Baca dan Tulis Lagi Sebelum Kena Kultur ‘Nggak Sempet’ . Malu Nih Sama Yang Sepuh
Ada satu pertanyaan yang bikin saya agak risih tiap kali ngelihat timeline: kenapa ya justru orang-orang sepuh, yang rambutnya sudah banyak putih, malah lebih rajin berkarya, sementara anak muda sibuk main reels, scroll TikTok, dan bikin konten receh? Jangan tersinggung dulu, ini opini, bukan vonis.Padahal, bukankah kita yang muda-muda ini yang paling banyak dapat “jatah energi”? Malam begadang masih kuat, nongkrong sampai subuh oke, tapi giliran disuruh nulis dua paragraf esai udah kayak disuruh lari maraton.
Ironisnya, banyak penulis, budayawan, dan pemikir yang konsisten bikin karya justru mereka yang sudah senior. Kita, yang katanya generasi digital native, malah kerap jadi penonton.Malu dong, masa kalah semangat sama yang usianya dua kali lipat kita? Kalau yang sepuh saja semangat nulis, baca buku tebal tanpa takut ngantuk, kenapa yang muda justru lebih rajin baca caption pendek? Mumpung masih muda, justru harusnya latihan bikin jejak—entah itu tulisan, catatan harian, esai panjang, bahkan puisi random.
Bukan soal kualitas, tapi soal keberanian untuk mulai.Baca dan tulis itu bukan sekadar aktivitas akademis, tapi investasi panjang. Semakin muda mulai, semakin dalam akar yang bisa ditanam. Satu tulisan kecil hari ini bisa jadi refleksi besar lima tahun ke depan. Satu buku yang kita baca sekarang bisa jadi batu loncatan argumen saat kita debat di ruang publik.

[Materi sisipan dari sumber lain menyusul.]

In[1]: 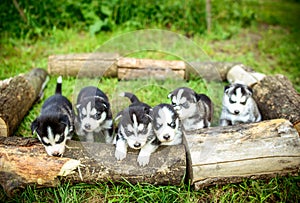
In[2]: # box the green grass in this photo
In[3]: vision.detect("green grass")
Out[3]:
[0,0,300,202]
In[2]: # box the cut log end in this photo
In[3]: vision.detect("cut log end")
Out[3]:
[0,137,186,195]
[0,118,8,137]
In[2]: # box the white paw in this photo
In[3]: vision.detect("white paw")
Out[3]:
[115,149,126,161]
[137,155,150,166]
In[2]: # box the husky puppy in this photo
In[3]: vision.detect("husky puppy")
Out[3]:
[152,104,183,145]
[220,83,261,126]
[168,87,213,131]
[115,92,159,166]
[31,76,74,156]
[75,86,113,144]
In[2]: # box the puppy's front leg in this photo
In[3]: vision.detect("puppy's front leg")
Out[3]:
[220,119,230,126]
[115,139,127,161]
[137,143,158,166]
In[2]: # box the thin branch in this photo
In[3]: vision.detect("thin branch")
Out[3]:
[13,0,27,23]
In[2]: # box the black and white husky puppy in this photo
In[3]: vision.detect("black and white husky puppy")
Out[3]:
[115,92,159,166]
[152,104,183,145]
[31,76,74,156]
[168,87,213,131]
[220,83,261,126]
[75,86,113,143]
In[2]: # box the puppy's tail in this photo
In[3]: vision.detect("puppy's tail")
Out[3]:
[120,92,140,104]
[55,76,62,94]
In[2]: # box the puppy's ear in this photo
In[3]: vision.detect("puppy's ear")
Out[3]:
[59,115,70,125]
[246,86,253,96]
[224,85,230,93]
[30,118,39,135]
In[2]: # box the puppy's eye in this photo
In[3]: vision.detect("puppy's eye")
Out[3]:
[181,102,190,108]
[93,113,101,120]
[241,101,247,105]
[55,135,65,144]
[168,122,176,129]
[229,98,236,104]
[156,123,162,129]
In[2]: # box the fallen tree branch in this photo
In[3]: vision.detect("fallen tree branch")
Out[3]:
[0,68,47,136]
[0,137,186,195]
[185,119,300,189]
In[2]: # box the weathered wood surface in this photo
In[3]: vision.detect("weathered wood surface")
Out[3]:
[0,137,186,197]
[0,137,80,196]
[226,64,266,87]
[185,119,300,189]
[0,68,47,137]
[48,53,250,81]
[186,62,239,81]
[253,75,300,135]
[117,58,185,80]
[48,53,119,78]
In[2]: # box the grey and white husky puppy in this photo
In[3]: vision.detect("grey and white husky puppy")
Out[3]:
[152,104,183,145]
[75,86,113,144]
[115,92,159,166]
[168,87,213,131]
[220,83,261,126]
[31,76,74,156]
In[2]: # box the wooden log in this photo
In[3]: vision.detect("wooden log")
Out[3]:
[226,64,266,87]
[0,137,186,194]
[117,58,185,80]
[186,62,243,81]
[0,68,47,137]
[48,53,249,81]
[253,75,300,135]
[0,136,80,196]
[185,119,300,189]
[48,53,119,78]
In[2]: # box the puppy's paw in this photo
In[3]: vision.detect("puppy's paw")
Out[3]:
[115,149,126,161]
[137,155,150,166]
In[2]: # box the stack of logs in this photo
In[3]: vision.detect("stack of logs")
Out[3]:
[0,53,300,194]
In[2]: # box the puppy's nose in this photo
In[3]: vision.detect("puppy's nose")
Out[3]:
[163,135,170,140]
[84,123,91,130]
[52,152,61,156]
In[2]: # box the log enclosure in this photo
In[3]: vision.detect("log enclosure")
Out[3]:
[0,53,300,195]
[0,68,47,137]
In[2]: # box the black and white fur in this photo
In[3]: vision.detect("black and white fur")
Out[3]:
[220,83,261,126]
[75,86,113,144]
[115,92,158,166]
[168,87,213,131]
[31,77,74,156]
[152,104,183,145]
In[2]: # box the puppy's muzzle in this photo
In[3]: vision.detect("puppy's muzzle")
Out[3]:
[52,152,62,157]
[234,110,240,115]
[133,142,141,149]
[163,135,170,140]
[84,123,91,130]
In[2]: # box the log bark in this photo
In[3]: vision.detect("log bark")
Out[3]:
[0,68,47,137]
[48,53,119,78]
[48,53,249,81]
[0,137,186,194]
[226,64,266,87]
[185,119,300,189]
[253,75,300,135]
[186,62,243,81]
[117,58,185,80]
[0,137,80,196]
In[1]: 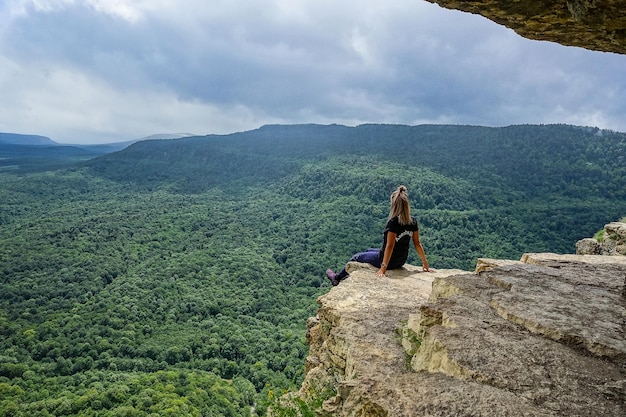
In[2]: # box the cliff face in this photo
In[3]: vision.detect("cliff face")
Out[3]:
[427,0,626,54]
[299,254,626,417]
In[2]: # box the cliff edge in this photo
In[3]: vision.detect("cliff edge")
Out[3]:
[298,244,626,417]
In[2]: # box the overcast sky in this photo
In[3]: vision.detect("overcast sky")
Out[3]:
[0,0,626,143]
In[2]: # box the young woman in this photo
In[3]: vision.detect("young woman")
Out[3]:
[326,185,430,285]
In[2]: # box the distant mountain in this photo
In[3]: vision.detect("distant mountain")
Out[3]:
[139,133,196,140]
[88,124,626,196]
[0,132,58,146]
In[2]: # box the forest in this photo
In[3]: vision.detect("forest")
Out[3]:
[0,125,626,416]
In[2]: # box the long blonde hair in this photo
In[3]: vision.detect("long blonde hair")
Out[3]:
[389,185,413,226]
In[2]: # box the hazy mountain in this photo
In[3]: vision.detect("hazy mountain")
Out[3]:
[0,132,58,146]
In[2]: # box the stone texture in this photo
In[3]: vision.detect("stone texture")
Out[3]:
[299,254,626,417]
[427,0,626,54]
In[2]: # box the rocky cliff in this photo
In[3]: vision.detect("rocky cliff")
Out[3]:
[427,0,626,54]
[299,247,626,417]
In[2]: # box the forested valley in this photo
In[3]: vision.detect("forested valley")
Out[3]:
[0,125,626,417]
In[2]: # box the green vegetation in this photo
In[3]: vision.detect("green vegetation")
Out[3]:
[0,125,626,416]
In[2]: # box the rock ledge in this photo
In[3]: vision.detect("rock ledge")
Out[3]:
[299,254,626,417]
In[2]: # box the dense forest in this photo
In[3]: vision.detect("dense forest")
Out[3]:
[0,125,626,416]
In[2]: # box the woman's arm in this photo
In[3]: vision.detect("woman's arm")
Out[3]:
[376,232,396,277]
[413,230,430,272]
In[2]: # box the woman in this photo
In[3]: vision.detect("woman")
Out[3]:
[326,185,430,285]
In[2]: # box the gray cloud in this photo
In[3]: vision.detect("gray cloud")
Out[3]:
[0,0,626,143]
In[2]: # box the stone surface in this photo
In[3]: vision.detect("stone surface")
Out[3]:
[427,0,626,54]
[299,254,626,417]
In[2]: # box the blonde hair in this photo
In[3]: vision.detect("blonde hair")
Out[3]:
[389,185,413,226]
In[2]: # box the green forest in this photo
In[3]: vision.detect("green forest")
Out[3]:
[0,125,626,417]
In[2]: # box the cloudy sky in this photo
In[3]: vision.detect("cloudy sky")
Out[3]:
[0,0,626,143]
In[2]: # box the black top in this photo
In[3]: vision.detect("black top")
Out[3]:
[380,217,418,269]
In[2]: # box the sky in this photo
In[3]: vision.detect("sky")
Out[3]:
[0,0,626,144]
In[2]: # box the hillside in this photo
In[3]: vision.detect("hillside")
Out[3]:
[0,132,58,146]
[0,125,626,416]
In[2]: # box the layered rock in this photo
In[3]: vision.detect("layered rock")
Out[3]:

Jangan tunggu rambut memutih dulu baru merasa punya waktu berkarya.
Jangan salah, menulis itu bisa sederhana. Tidak perlu menunggu jadi Pramoedya atau Goenawan. Cukup tuangkan keresahan, pengalaman, atau bahkan obrolan warung kopi. Yang penting ada jejaknya. Karena kelak, generasi berikutnya tidak akan mencari jejak “si paling lucu di grup WA”, tapi mencari tulisan dan ide yang bisa dibaca ulang.
Jadi, mari malu-maluin sedikit diri sendiri: kalau yang sepuh saja masih gigih menulis, masa kita yang muda cuma sibuk jadi komentator di kolom reply? Yuk, baca lagi, tulis lagi. Sebelum tua datang, dan alasan klasik “nggak sempat” jadi semakin nyata.